Tabares no tiene techo en el teatro y es finalista de los Premios Max

Antonio Tabares reivindica el trabajo que realizan los escritores de teatro en Canarias. / DA

Antonio Tabares reivindica el trabajo que realizan los escritores de teatro en Canarias. / DA

DAVID SANZ | Santa Cruz de La Palma

En medio del ajetreo cotidiano de Antonio Tabares, preparando comunicados y ruedas de prensa, lidiando con los concejales del Ayuntamiento de Santa Cruz de La Palma, institución para la que trabaja como responsable de comunicación, recibía en la mañana de ayer una noticia que le hace subir un nuevo escalón, otro más en su brillante carrera como autor teatral: ha sido elegido finalista de los Premios Max de las Artes Escénicas, en la categoría de Mejor autoría teatral, por la obra La punta del iceberg.

El nombre de Antonio Tabares figura así entre los grandes de la dramaturgia española contemporánea y acaricia el máximo reconocimiento al que aspiran los autores nacionales. Como no podía ser de otra manera, se mostraba “muy feliz” tras conocer esta nominación, aunque con la normalidad y la humildad que le acompañan siempre.

El autor palmero ya se siente compensado con el hecho de llegar a ser finalista, que, como reconoció en declaraciones a este periódico, “ya es todo un premio”. Además destacó la nómina de autores que le acompañan en esta fase final de los premios, donde figuran nombres como el de Francisco Nieva, un referente del teatro nacional, por la obra El rayo colgado y peste del loco amor. En esta categoría fueron elegidos también los escritores Laila Ripoll y Mariano Llorente, por El triángulo azul.

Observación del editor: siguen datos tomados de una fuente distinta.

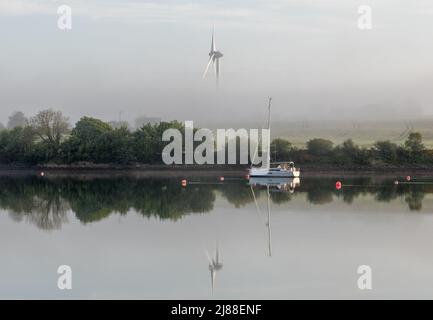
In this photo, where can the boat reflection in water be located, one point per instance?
(272, 185)
(215, 265)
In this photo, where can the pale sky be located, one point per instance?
(147, 58)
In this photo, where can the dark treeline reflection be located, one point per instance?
(46, 201)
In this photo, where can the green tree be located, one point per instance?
(17, 145)
(50, 126)
(83, 143)
(414, 143)
(148, 144)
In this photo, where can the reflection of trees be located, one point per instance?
(46, 201)
(414, 198)
(46, 209)
(238, 194)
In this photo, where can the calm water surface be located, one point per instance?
(130, 237)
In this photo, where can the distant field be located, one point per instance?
(363, 133)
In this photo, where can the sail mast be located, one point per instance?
(269, 140)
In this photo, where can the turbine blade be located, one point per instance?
(208, 257)
(213, 45)
(217, 68)
(207, 66)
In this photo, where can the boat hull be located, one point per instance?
(269, 173)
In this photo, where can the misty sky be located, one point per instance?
(147, 58)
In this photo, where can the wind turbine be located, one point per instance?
(214, 266)
(214, 57)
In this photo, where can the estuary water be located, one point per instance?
(126, 236)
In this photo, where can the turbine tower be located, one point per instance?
(214, 57)
(215, 265)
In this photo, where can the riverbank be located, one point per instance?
(208, 170)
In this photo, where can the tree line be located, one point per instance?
(47, 138)
(382, 153)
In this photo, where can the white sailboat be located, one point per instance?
(276, 169)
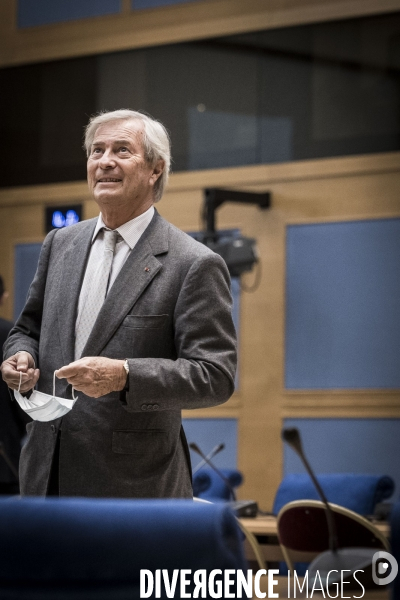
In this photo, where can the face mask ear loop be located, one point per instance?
(54, 388)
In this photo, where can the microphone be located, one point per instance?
(206, 460)
(210, 455)
(292, 437)
(335, 559)
(241, 508)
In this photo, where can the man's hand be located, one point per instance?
(95, 376)
(11, 370)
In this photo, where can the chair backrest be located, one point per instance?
(94, 549)
(303, 530)
(357, 492)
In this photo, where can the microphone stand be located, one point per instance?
(196, 449)
(292, 437)
(335, 559)
(210, 455)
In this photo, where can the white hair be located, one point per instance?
(156, 142)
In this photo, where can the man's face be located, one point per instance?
(118, 174)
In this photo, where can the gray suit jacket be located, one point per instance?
(169, 313)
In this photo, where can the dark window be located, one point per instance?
(327, 89)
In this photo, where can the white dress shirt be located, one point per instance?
(129, 235)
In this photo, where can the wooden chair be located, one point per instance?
(303, 531)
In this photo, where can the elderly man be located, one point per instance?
(136, 316)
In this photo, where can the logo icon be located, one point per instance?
(384, 568)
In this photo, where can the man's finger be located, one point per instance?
(23, 361)
(67, 371)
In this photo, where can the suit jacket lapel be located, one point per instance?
(74, 265)
(136, 274)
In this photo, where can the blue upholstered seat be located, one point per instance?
(208, 485)
(358, 493)
(83, 549)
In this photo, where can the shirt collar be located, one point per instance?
(131, 230)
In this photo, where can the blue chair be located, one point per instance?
(359, 493)
(83, 549)
(395, 546)
(208, 485)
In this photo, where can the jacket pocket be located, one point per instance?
(145, 321)
(141, 442)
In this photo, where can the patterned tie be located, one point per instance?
(97, 290)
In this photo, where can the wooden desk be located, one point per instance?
(265, 530)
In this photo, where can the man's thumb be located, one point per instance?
(22, 362)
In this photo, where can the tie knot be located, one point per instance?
(110, 239)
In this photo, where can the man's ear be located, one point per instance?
(157, 171)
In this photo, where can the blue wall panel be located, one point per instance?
(370, 446)
(26, 260)
(208, 433)
(43, 12)
(343, 305)
(142, 4)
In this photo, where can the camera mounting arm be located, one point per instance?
(214, 197)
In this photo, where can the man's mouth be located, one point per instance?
(108, 180)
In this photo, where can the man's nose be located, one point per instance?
(107, 160)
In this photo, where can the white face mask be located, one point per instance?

La punta del iceberg supuso un salto cualitativo en su obra y, sobre todo, en su proyección como autor teatral. Que la obra llegara a las manos del autor y director catalán Sergi Belbel,y que este se dejara cautivar por la narración y la potencia de los diálogos que imprime Tabares a sus textos fue vital para que unos años después, se representara en una de las mecas del teatro español, como es La Abadía.

Tabares se muestra sobrecogido por la proyección del texto, que ha sido la criatura que ha terminado de destapar al mundo del teatro el talento de este escritor, que araña horas al sueño para poder compaginar su trabajo y su familia, tiene tres hijos, con la escritura. “No salgo de mi asombro por la larga y fructífera vida de La punta del iceberg, que no ha dejado de depararme alegrías”, admitió su autor, quien anunció que está previsto que la representación viaje este año a Venezuela y el siguiente a Rumanía.
Sin duda, el caso de Tabares es el de una rara avis en el teatro español, al desarrollar su trabajo desde la periferia de la ultraperiferia canaria, lejos de los circuitos y los círculos donde se mueven los principales autores y montajes, es decir, en las grandes urbes. De ahí que este premio le sirva también para reivindicar a los escritores canarios. “Creo que se trata también de una buena noticia para los autores de teatro de Canarias, que con esta nominación se pueda visualizar el trabajo que se realiza en las Islas”.

Dos candidatos

La obra con más candidaturas a los Premios Max, que organiza la Fundación SGAE y que se entregarán el próximo 18 de mayo en la Sala B.A.R.T.S (Barcelona Arts on Stage), es Bosque ardora, con un total de cuatro, seguida por L’eclipsi, Cuando deje de llover, Triángulo azul, Freefall, Terra baixa y Llu’is Homar y President, que optan a tres premios. La Punta del iceberg cuenta con otra candidatura además de la de Tabares y es para Pau Durà, en la la categoría de mejor actor de reparto.
El jurado estará presidido por Carlos Gil y está compuesto por Salvador Enríquez, Mar Gómez, Guillermo Heras, Susana Herreras, Joan Muñoz y Liz Perales. En el apartado de Mejor espectáculo teatral, los finalista son Cuando deje de llover, de Madrid Destino Cultura Turismo y Negocio, S.A.; El President, de Bitò Produccions, S.L. y Teatre Nacional de Catalunya, y El triángulo azul, del Centro Dramático Nacional.